First-hand measurement across 15 sources
We measured how 15 outlets covered this story. Coverage leans balanced overall (Left 12%, Centre 79%, Right 9%). Overall sentiment is positive (74/100). Lens Score 30/100 — low public interest.
Outlets analysed (first-hand measurement by TBN's Bias Engine):
- opindia— balanced framing, positive sentiment
- hindustantimes— balanced framing, positive sentiment
- news18— balanced framing, positive sentiment
- news18— balanced framing, positive sentiment
- news18— balanced framing, positive sentiment
- thestatesman— balanced framing, positive sentiment
- wion— balanced framing, positive sentiment
- businessstandard— balanced framing, positive sentiment
AI Analysis
The article group presents perspectives primarily from government officials, including Chief Minister Rekha Gupta, emphasizing policy goals and investments. It also includes viewpoints from industry stakeholders welcoming the policy and gig workers expressing concerns about livelihood impacts. Coverage reflects a range of voices without partisan framing, focusing on policy details, implementation plans, and stakeholder reactions, maintaining a balanced representation of supportive and cautious perspectives.

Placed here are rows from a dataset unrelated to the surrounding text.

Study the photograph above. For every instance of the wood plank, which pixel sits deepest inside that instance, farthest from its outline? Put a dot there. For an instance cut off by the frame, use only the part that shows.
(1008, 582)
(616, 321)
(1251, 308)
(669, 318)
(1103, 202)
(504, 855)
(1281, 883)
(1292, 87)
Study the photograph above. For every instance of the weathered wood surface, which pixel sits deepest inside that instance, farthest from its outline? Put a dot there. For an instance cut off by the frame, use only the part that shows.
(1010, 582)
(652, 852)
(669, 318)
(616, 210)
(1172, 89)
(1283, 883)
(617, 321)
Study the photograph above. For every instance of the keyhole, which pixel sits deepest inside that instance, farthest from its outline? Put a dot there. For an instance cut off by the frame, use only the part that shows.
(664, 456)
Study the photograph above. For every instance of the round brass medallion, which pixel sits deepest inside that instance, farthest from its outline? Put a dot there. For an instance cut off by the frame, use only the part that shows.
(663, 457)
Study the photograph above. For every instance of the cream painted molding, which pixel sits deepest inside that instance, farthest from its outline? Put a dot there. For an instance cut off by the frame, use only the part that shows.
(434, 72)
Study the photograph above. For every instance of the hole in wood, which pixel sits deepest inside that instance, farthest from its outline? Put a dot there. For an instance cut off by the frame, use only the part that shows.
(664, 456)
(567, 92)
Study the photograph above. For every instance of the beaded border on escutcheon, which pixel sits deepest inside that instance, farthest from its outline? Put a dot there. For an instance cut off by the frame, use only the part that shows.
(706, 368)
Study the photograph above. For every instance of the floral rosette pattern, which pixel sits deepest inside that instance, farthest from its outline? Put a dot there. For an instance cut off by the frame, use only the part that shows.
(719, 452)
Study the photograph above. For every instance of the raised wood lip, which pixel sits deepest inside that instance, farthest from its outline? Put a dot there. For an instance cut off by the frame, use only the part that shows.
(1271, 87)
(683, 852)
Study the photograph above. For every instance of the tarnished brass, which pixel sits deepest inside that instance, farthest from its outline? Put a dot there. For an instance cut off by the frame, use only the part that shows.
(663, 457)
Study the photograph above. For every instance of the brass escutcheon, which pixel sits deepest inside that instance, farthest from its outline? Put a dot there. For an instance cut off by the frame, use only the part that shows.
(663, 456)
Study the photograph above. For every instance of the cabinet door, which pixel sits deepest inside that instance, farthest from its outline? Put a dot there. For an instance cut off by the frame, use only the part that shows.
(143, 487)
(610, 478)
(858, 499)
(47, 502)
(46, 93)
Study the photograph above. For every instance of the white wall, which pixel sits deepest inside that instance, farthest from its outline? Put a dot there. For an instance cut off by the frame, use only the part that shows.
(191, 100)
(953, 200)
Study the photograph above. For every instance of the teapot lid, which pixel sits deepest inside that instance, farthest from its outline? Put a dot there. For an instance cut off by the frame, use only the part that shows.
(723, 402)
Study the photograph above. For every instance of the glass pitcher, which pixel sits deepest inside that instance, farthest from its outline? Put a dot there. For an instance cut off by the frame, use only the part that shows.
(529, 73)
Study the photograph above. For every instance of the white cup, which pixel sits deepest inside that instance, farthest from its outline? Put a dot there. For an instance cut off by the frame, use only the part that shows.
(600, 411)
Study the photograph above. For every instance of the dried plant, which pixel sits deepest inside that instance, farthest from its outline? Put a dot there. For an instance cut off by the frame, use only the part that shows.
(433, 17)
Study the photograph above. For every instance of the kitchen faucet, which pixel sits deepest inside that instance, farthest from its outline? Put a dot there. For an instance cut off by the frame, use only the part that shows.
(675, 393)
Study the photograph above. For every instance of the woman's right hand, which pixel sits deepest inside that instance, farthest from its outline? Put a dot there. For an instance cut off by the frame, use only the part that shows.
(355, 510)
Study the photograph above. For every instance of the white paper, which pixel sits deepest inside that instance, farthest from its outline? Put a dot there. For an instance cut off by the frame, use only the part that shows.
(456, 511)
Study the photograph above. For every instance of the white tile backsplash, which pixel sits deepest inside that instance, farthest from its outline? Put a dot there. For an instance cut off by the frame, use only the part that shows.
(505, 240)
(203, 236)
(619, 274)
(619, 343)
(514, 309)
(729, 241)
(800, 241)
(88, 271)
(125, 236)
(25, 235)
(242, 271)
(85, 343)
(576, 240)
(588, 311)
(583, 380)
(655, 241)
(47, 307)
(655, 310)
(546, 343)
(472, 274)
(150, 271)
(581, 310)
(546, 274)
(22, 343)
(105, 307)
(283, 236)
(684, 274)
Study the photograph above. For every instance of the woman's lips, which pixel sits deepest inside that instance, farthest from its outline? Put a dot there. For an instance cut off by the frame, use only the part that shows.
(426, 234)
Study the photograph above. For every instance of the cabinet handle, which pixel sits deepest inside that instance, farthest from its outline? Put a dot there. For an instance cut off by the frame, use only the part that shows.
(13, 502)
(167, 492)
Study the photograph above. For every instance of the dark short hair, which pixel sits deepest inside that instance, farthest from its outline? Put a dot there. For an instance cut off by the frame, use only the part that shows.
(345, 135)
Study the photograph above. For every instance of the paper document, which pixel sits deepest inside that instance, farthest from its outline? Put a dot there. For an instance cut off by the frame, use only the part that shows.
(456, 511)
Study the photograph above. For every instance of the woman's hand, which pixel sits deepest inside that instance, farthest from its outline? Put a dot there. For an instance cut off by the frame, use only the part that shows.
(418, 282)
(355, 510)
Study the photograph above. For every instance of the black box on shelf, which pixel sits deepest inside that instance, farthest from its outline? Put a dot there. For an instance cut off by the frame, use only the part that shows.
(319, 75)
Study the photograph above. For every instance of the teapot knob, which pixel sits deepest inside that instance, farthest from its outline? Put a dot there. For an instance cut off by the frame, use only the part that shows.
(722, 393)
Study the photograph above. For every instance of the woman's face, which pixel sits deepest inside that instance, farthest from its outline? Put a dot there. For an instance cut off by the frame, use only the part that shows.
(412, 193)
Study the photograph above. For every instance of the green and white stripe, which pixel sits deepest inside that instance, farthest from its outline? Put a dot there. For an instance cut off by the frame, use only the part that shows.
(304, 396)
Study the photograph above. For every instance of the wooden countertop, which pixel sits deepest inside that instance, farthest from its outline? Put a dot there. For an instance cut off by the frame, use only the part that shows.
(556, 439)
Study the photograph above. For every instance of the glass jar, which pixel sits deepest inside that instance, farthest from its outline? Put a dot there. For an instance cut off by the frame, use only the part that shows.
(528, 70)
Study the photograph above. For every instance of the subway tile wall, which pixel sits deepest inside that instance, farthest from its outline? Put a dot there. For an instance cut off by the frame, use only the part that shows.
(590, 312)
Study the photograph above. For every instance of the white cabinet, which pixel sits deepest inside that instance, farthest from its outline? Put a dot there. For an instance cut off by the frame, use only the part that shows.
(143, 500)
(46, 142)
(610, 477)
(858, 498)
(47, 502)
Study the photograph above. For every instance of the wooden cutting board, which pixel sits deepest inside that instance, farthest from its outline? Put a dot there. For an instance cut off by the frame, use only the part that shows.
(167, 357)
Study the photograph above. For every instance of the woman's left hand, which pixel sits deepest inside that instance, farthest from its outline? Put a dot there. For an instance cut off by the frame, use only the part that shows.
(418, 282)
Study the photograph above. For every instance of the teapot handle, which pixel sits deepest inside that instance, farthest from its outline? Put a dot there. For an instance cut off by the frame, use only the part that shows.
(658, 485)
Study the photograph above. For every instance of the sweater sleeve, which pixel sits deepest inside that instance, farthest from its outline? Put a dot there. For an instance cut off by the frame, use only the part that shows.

The overall tone across the articles is positive, highlighting the policy's ambitious targets, financial incentives, and environmental benefits. However, some articles introduce cautious or concerned sentiments from gig workers and automakers regarding the transition's impact on livelihoods and industry adjustments. This mix results in a generally optimistic yet measured sentiment, acknowledging both progress and challenges.